Three operational details made ingestion practical at corpus scale. Idempotency: an MD5 checksum per file means re-ingesting a directory skips what's unchanged. Batched inserts: chunks accumulate before a single insert call, which mattered a lot when bootstrapping a thousand documents — bulk inserts dominate per-row calls by a wide margin. And access control as data, not migrations: each document lands in a named partition, and a CSV maps each user to the partitions they may see. The vector DB filters at search time to only authorized partitions; the CSV is mtime-checked and hot-reloaded. Permission changes ship without touching the schema.

Per-sentence citations as parallel arrays

The output format is the other pattern I'd keep verbatim. The model returns parallel arrays rather than prose with inline [1] markers:

{
  "markdown_sentence": ["First sentence", "Second with ![](img.png)"],
  "source":            ["doc-A.pdf",      "doc-A.pdf"],
  "page_num":          [[7],              [7]],
  "chunk_id":          [2,                2]
}

Index i across all four arrays describes the same claim. Each sentence is independently attributable to a document, a page list, and the retrieval chunk it came from — so the UI can tag provenance per sentence and flag any sentence that maps to no chunk. Two things make this work in practice. Models maintain index alignment across parallel arrays more reliably than they interleave inline citation tags. And a short self-check appended to the conversation — verify the lists are length-matched, verify each index lines up, verify image tags fit their surrounding text — measurably cut mismatched-length outputs with the models of the day.

Honest limitations

The system worked, but a fair amount of it was 2024 scaffolding I'd tear out today.

The regex Markdown parser is the weakest part. The bold-as-heading hack and the merge-don't-overwrite fix both exist because it's pattern-matching, not parsing. A proper Markdown AST walker is roughly thirty lines and handles the edge cases the regex can't — I'd switch to one without hesitation.

Splitting text and table collections was a workaround for the embedding models available when I started. A single hybrid collection handles both now and would cut a meaningful slice of the code.

Richer image-region features — highlighting the exact bounding box on the source page that answered the question — existed in an earlier version and were deprecated in favor of simpler whole-image extraction. That regression is real; the simpler path shipped, the smarter one didn't.

What I'd change with current eyes

A vision LLM would replace the text-only image step. Today, for any chunk that scores above a retrieval threshold, I'd send the page image directly to the model so it sees the figure rather than inferring from caption text. The text pipeline stays for fast retrieval; the model gets eyes for the final hop. That also reopens the deprecated region-highlighting feature: a vision model could annotate the precise part of the diagram that answered the question.

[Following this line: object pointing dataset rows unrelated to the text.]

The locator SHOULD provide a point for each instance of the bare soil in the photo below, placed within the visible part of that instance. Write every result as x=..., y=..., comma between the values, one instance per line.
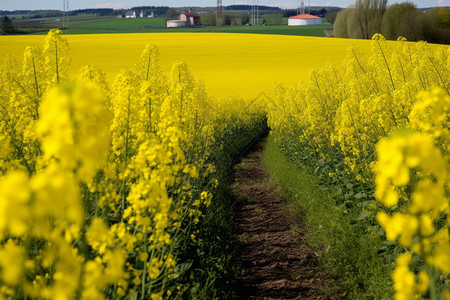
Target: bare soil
x=272, y=253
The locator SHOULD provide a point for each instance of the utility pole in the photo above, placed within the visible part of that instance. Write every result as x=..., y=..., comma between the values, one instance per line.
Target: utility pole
x=65, y=19
x=255, y=12
x=219, y=13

I'd also explore late-chunking and late-interaction retrieval over the templated Topic/Subject embedding for ambiguous queries. The hierarchy would still earn its place — but as a filtering signal rather than the only retrieval signal.

Two things I would not touch. The deterministic image-tag verifier stays: cheap, boundary-level, and there's no version of model quality that makes a hard correctness check a liability. And the per-sentence parallel-array citation format stays — it has aged well, and more than one RAG framework has since converged on the same shape independently.

If I had to carry exactly two ideas out of this build, they'd be those that survived contact with production: chunk along the author's outline and embed with that outline as context, and treat images as first-class chunks you round-trip all the way into the rendered answer — then refuse, deterministically, to show one the model made up. Everything else was substitutable. Those two I'd build the same way again.